According to the year 2000 World Health Organization report, France ranks first in having the best health care system. The U.S. ranks 37th; we rank 25th for life expectancy for men and 19th for women. Health care costs rose 6.9% this year.

What can we do? The Clinton administration spent much of its political capital on a new health care system, and it bombed. We tried managed care, and it didn’t work. The Congress tried to pass a prescription drug bill for the elderly, and it failed. Where do we go from here?

There are two schools of thought. One is to make incremental changes through Medicare and Medicaid. That was what Vermont did in 1998 to create Dr. Dinosaur. That program is great for children, but what about those adults who are uninsured or paying premiums they cannot afford?

The alternative approach is to make fundamental changes in how we pay for health care.

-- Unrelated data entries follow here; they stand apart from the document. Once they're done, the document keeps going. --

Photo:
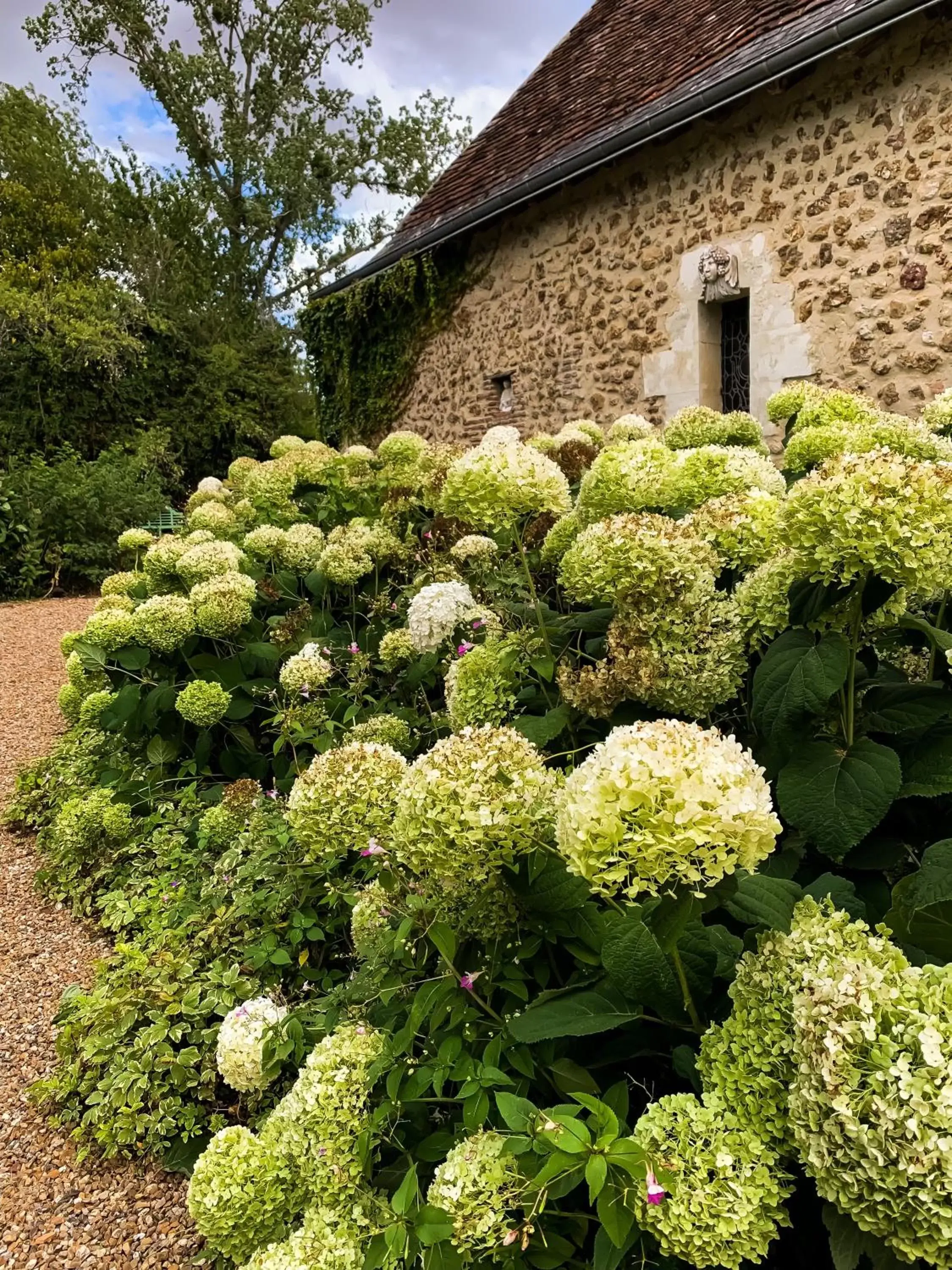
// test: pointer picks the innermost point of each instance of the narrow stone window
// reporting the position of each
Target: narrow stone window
(735, 355)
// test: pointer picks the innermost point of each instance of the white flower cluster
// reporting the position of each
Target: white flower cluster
(436, 613)
(242, 1043)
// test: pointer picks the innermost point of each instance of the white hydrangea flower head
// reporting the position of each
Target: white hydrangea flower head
(480, 1187)
(436, 611)
(306, 671)
(242, 1043)
(666, 803)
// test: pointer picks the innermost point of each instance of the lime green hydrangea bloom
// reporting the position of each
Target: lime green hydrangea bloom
(319, 1122)
(111, 629)
(663, 804)
(306, 671)
(223, 605)
(344, 799)
(121, 583)
(639, 560)
(474, 803)
(871, 1102)
(700, 426)
(878, 514)
(743, 529)
(480, 1187)
(242, 1193)
(625, 478)
(724, 1187)
(497, 488)
(282, 446)
(204, 703)
(164, 623)
(385, 729)
(749, 1061)
(482, 687)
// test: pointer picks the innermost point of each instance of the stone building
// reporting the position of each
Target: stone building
(696, 201)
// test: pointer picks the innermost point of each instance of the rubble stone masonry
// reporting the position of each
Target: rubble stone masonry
(834, 192)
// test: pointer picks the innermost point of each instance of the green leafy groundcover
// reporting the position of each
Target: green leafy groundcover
(497, 841)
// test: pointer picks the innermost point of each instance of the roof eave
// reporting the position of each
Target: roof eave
(796, 56)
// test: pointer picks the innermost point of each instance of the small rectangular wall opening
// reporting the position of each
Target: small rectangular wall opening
(735, 355)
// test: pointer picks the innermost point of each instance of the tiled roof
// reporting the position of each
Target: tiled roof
(624, 61)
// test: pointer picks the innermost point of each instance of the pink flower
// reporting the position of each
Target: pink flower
(655, 1193)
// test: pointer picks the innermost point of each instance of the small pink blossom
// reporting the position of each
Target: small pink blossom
(655, 1193)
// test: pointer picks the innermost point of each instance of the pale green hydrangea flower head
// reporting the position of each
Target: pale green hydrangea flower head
(482, 687)
(111, 629)
(725, 1188)
(121, 583)
(242, 1193)
(474, 803)
(306, 671)
(215, 517)
(282, 446)
(223, 605)
(749, 1061)
(319, 1122)
(631, 427)
(480, 1187)
(639, 560)
(396, 649)
(240, 1051)
(700, 426)
(497, 488)
(135, 540)
(266, 543)
(743, 529)
(301, 548)
(385, 729)
(436, 611)
(625, 478)
(875, 514)
(164, 623)
(474, 549)
(346, 798)
(204, 703)
(663, 804)
(871, 1102)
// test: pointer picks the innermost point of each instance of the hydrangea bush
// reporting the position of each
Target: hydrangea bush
(502, 848)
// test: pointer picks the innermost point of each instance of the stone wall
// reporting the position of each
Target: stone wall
(834, 192)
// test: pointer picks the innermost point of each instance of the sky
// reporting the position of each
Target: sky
(478, 51)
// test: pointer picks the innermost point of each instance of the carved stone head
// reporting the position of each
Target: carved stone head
(719, 275)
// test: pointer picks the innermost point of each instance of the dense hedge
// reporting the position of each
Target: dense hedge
(495, 842)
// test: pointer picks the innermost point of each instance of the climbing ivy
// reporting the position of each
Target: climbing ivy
(365, 342)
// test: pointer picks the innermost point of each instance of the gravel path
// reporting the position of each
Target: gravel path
(56, 1212)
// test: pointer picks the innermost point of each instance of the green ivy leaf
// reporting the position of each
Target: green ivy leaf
(796, 679)
(837, 795)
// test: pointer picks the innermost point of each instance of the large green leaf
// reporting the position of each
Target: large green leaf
(577, 1014)
(796, 679)
(638, 967)
(922, 903)
(836, 797)
(762, 901)
(898, 708)
(927, 766)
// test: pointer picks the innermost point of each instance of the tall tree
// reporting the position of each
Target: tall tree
(276, 145)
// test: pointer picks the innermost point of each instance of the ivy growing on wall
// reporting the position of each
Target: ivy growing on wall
(365, 342)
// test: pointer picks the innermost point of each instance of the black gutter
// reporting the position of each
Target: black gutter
(801, 54)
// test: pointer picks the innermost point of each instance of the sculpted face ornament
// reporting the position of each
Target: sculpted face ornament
(719, 275)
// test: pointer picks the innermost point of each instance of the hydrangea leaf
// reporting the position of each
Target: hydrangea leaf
(796, 679)
(837, 795)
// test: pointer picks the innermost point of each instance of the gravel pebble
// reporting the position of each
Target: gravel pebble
(56, 1212)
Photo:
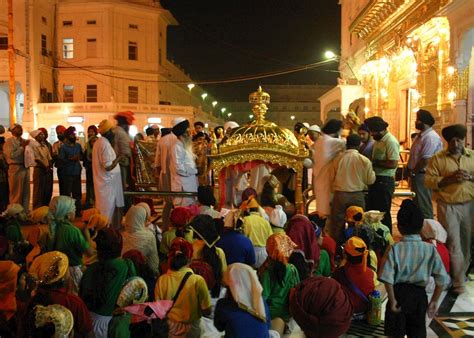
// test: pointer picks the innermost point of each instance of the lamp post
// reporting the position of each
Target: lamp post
(330, 55)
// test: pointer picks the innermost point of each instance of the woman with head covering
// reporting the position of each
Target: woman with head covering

There is a fledgling Vermont organization called Health Care for All, composed of health care providers, consumers and employers. Their proposal is to use the 24% of the health care dollar that is presently used for administration, and apply it to health care benefits. Sounds simple, but there is one major hurdle. Health insurance companies would be out of business. Government, which now pays approximately 64% of health care costs, would be the single health care spigot.

Yes, the proposal will have tough opposition. We learned from Hillary Clinton’s efforts that a revamping of health care is difficult if not impossible to achieve without a role for insurance companies. But Health Care for All is a good starting point for a new debate about universal access to health care. Its goals are right, and the pressures for fundamental change are mounting. Employers and employees want change.

The cost spiral keeps going upward, with no easy answer in sight. Health Care for all has an ambitious agenda, but that may be precisely what we need to debate if we are to create a health care system that enables every Vermonter and every American to have access to health care. Americans, who are proud of being number one, should not settle for less in health care.

This is Madeleine May Kunin.

Madeleine Kunin is a former governor of Vermont.